Oğuz ÇETİNOĞLU

Ekonomist, Araştırmacı-Yazar

ocetinoglu1@gmail.com

Osmanlı Düşmanlığı

Bâzı aydınlarımızda ‘Osmanlı düşmanlığı’ var. Bu düşmanlığı, cumhuriyet ilk döneminde mâzur görmek mümkündü. Türkiye’de bir rejim değişikliği yapanların, getirdikleri rejimin tutunması için eski sistemi kötülemeleri tabîidir. Aradan yüz yıla yakın bir zaman geçtikten, Cumhuriyet rejimi ve demokrasi sistemi tam anlamıyla yerleştikten sonra düşmanlığı devam ettirmenin hoş görülecek bir tarafı olamaz.

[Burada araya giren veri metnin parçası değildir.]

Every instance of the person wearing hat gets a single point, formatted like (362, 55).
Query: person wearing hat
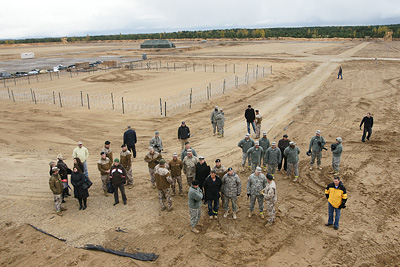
(189, 167)
(214, 114)
(258, 123)
(185, 149)
(156, 142)
(107, 149)
(269, 193)
(368, 122)
(163, 182)
(231, 188)
(220, 122)
(152, 158)
(317, 143)
(57, 188)
(265, 144)
(202, 171)
(195, 195)
(250, 117)
(273, 157)
(125, 158)
(118, 180)
(337, 150)
(291, 154)
(245, 145)
(104, 166)
(255, 153)
(282, 145)
(255, 184)
(212, 188)
(336, 194)
(175, 167)
(63, 172)
(83, 154)
(130, 140)
(183, 133)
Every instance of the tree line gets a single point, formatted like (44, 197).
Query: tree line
(298, 32)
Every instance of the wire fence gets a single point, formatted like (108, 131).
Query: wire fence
(146, 106)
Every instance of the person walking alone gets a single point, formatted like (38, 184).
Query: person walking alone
(368, 122)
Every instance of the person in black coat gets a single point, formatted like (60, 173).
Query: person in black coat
(130, 140)
(77, 179)
(202, 171)
(250, 116)
(212, 188)
(368, 122)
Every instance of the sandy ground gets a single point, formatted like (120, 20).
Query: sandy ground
(307, 93)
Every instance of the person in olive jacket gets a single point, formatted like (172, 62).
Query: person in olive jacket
(118, 179)
(212, 189)
(77, 179)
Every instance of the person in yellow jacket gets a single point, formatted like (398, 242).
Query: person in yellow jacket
(337, 197)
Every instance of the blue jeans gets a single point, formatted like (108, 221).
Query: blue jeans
(248, 126)
(331, 209)
(85, 169)
(213, 211)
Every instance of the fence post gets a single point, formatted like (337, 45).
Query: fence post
(59, 95)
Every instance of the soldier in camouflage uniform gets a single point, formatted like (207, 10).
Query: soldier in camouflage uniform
(126, 162)
(189, 166)
(269, 193)
(107, 149)
(273, 157)
(104, 165)
(231, 188)
(195, 196)
(152, 159)
(255, 184)
(255, 153)
(264, 143)
(163, 182)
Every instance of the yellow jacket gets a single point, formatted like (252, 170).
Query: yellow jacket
(336, 196)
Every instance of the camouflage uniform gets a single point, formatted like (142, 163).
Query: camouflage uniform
(255, 154)
(152, 162)
(231, 188)
(270, 197)
(126, 161)
(255, 184)
(189, 168)
(273, 157)
(163, 181)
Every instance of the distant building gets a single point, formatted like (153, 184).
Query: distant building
(157, 44)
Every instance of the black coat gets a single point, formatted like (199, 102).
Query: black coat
(183, 132)
(77, 179)
(250, 115)
(130, 138)
(212, 189)
(202, 171)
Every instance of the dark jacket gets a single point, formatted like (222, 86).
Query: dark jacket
(183, 132)
(202, 171)
(77, 179)
(212, 188)
(250, 115)
(368, 122)
(117, 174)
(130, 137)
(282, 144)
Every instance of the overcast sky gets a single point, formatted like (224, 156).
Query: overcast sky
(43, 18)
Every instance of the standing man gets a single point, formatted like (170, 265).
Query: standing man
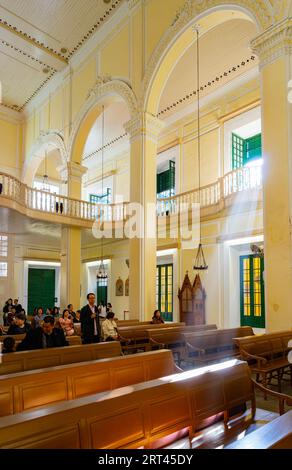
(90, 327)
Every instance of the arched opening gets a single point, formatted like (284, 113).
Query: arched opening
(230, 103)
(169, 52)
(104, 184)
(48, 156)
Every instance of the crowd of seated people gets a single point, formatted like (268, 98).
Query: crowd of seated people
(50, 328)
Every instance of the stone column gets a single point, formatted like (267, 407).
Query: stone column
(274, 49)
(71, 243)
(143, 131)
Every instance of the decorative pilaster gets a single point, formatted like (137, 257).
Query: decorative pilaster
(274, 43)
(144, 130)
(72, 174)
(274, 48)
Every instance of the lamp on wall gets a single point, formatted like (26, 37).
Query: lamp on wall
(45, 182)
(102, 272)
(200, 262)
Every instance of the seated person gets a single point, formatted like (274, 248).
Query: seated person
(157, 318)
(55, 312)
(76, 318)
(38, 316)
(45, 336)
(109, 328)
(66, 323)
(17, 306)
(19, 326)
(8, 345)
(10, 316)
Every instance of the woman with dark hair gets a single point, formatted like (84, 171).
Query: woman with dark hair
(19, 326)
(109, 328)
(8, 303)
(6, 310)
(156, 319)
(66, 323)
(55, 312)
(37, 318)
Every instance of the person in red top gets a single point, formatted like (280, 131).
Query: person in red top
(156, 319)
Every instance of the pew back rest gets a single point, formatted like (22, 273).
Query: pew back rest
(210, 340)
(151, 411)
(267, 345)
(40, 358)
(158, 333)
(26, 390)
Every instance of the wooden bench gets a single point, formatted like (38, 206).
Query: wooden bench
(174, 339)
(275, 435)
(143, 415)
(209, 346)
(267, 355)
(40, 358)
(17, 338)
(30, 389)
(135, 338)
(72, 340)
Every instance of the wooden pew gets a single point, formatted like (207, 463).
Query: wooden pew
(267, 355)
(135, 338)
(40, 358)
(173, 338)
(209, 346)
(30, 389)
(18, 338)
(275, 435)
(72, 340)
(142, 415)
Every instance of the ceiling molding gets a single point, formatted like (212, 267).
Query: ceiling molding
(33, 41)
(81, 56)
(27, 55)
(11, 115)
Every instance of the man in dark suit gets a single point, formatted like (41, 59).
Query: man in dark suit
(45, 336)
(90, 326)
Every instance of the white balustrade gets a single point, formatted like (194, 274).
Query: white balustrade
(242, 179)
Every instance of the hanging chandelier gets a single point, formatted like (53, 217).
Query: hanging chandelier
(45, 182)
(102, 272)
(200, 262)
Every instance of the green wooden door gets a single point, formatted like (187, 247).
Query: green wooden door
(101, 291)
(41, 289)
(252, 292)
(164, 291)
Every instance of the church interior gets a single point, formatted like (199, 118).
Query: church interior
(145, 224)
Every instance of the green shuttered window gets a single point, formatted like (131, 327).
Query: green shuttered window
(245, 150)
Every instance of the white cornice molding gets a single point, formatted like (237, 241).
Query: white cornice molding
(10, 115)
(209, 100)
(132, 4)
(274, 43)
(144, 125)
(90, 46)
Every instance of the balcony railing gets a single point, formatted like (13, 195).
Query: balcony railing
(242, 179)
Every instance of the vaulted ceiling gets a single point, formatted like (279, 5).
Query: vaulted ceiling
(38, 37)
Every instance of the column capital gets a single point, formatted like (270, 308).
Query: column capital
(72, 170)
(144, 125)
(133, 3)
(273, 43)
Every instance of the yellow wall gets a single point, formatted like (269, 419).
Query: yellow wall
(112, 62)
(10, 147)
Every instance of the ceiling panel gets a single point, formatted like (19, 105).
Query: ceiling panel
(37, 37)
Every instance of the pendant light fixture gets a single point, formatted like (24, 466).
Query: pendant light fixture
(200, 262)
(45, 183)
(102, 273)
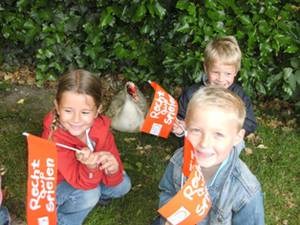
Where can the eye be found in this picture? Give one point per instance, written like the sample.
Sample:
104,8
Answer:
194,131
219,135
67,110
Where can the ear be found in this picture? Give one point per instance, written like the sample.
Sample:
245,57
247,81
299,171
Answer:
56,106
99,111
205,69
239,136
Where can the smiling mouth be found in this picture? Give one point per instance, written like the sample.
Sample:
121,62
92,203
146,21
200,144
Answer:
204,154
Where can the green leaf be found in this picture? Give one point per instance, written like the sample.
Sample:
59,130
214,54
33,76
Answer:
245,20
187,5
287,72
292,82
291,49
140,13
297,76
159,10
107,18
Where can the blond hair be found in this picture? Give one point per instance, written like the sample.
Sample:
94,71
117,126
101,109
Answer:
221,98
79,81
225,49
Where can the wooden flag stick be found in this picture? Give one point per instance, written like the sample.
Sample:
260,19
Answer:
58,144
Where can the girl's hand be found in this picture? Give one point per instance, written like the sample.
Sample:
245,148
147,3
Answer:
108,162
178,127
83,155
88,158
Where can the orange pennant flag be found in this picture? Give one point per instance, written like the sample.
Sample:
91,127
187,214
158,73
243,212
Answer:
189,159
191,204
162,113
41,181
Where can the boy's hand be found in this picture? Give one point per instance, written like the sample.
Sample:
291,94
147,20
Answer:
108,162
88,158
178,128
83,155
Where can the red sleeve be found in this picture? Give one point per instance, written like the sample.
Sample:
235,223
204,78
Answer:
75,173
110,145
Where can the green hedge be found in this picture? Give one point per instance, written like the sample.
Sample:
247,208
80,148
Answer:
154,39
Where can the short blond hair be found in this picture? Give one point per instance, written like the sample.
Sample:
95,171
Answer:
221,98
225,49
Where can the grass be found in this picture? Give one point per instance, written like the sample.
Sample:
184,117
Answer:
275,160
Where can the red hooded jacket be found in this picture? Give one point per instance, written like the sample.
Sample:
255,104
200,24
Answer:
69,168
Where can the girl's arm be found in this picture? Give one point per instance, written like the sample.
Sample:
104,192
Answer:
252,213
167,188
115,175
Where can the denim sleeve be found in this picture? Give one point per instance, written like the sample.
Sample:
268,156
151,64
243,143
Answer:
166,185
167,189
182,106
252,213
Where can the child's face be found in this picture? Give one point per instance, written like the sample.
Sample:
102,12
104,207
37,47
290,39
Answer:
221,74
213,132
76,112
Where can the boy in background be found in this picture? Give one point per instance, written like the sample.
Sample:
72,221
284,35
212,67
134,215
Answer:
214,125
222,62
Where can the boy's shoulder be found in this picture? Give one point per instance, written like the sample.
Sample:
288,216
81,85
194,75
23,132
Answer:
237,89
177,157
244,183
245,177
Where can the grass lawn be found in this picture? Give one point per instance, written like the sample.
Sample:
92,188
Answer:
273,156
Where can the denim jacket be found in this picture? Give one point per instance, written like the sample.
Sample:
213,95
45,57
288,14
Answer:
235,192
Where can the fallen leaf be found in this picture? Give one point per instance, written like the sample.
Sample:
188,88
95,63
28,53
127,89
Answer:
8,76
261,146
248,151
139,147
147,147
167,157
21,101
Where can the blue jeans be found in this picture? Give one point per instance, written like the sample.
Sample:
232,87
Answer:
4,216
73,205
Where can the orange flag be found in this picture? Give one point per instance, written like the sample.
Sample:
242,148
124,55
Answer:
189,159
162,113
191,204
41,181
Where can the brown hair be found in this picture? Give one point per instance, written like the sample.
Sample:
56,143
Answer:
79,81
221,98
226,49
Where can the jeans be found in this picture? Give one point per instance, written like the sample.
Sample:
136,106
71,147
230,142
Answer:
4,216
73,205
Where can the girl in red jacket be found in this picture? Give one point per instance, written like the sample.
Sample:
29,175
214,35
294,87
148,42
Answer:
96,172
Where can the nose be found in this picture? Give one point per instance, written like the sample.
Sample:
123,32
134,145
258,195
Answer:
221,77
76,117
204,141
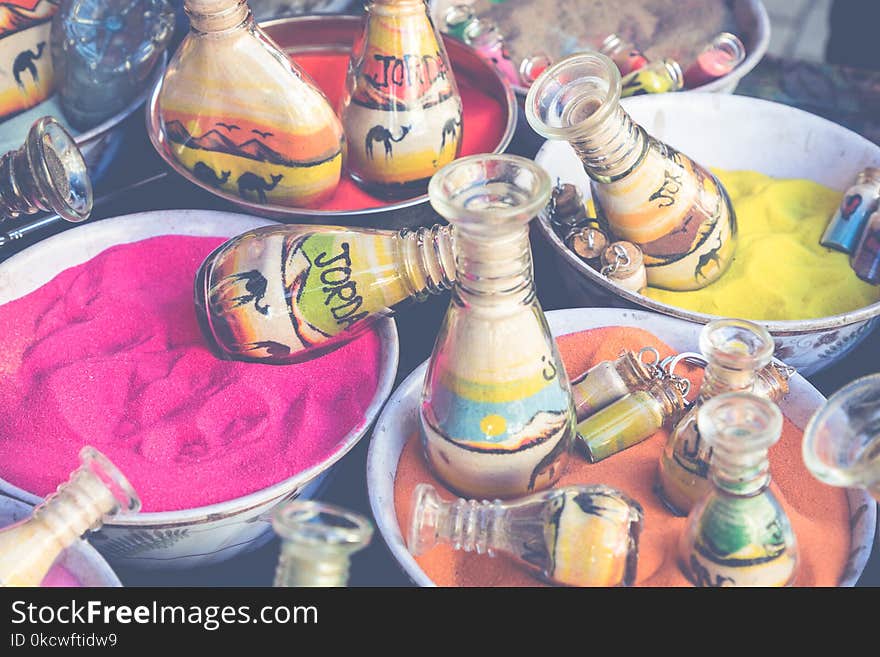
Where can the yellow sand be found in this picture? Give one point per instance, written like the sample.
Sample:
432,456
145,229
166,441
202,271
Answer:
780,271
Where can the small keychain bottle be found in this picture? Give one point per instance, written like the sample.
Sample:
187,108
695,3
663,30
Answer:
624,54
46,173
242,117
286,293
735,350
716,59
573,536
496,415
739,534
623,263
865,260
631,419
858,202
608,381
95,492
317,542
401,109
654,78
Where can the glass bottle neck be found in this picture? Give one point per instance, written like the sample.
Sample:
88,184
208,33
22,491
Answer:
491,269
428,260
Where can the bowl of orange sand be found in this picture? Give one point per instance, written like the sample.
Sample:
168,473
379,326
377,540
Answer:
101,346
786,171
834,527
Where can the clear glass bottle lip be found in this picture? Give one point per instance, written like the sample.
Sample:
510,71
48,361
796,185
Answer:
319,525
832,448
489,190
543,104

Bu düşmanlığı inkılâp softaları başlattılar, Türkiye’de komünist sistemin hayranları desteklediler. Komünizm, doğduğu topraklarda yerle yeksan oldu, inkılaplar geri dönülemeyecek şekilde benimsendi. Artık Osmanlı düşmanlığı için hiçbir sebep kalmadı. Bu gaflet uykusundan uyanmak gerekir. Türk târihini, 1923 ile başlatanlar bile hatâlarını anlayıp seslerini kestiler. ‘ Osmanlı idi, biz Türk’üz!’ gibi mugalâtaları kimse aklına bile getirmiyor. Artık herkes biliyor: Osmanlı, Türk’tü. Osmanlı’ya düşmanlık Türk’e düşmanlıktır. Bu gerçeği idrak edemeyenler, türlü iftiralarla Osmanlı düşmanlığı düşüncesini yaşatmaya çalışıyorlar. Bu hareketlerinin sebebi, pâdişahlık düzenini getirmeye çalışanlara gözdağı vermek ise, milletimiz Cumhuriyetin ve demokrasinin faziletini idrak etmiştir. Geçmişe dönülmesine izin vermez.

Türk milleti, Türk’e ait maddî ve manevî bütün varlıklara olduğu gibi, ırkına hizmet eden şahıslara hürmette de kusur etmez. Üstelik kültürümüz bize, ölülerimizi hayırla yâd etmemizi emrediyor. Bu gerçekler, Mustafa Kemal Atatürk için de geçerlidir.

Türk’ü târih sahnesinden silmek isteyenler; Osmanlıyı ve pâdişahları sevmezler hattâ nefret ederler. Onlarla aynı duyguları paylaşanlara bizler nefretle bakmayız. Çünkü kin, intikam, nefret, garaz… temiz kalplerde barındırılmaması gereken kirli duygulardır.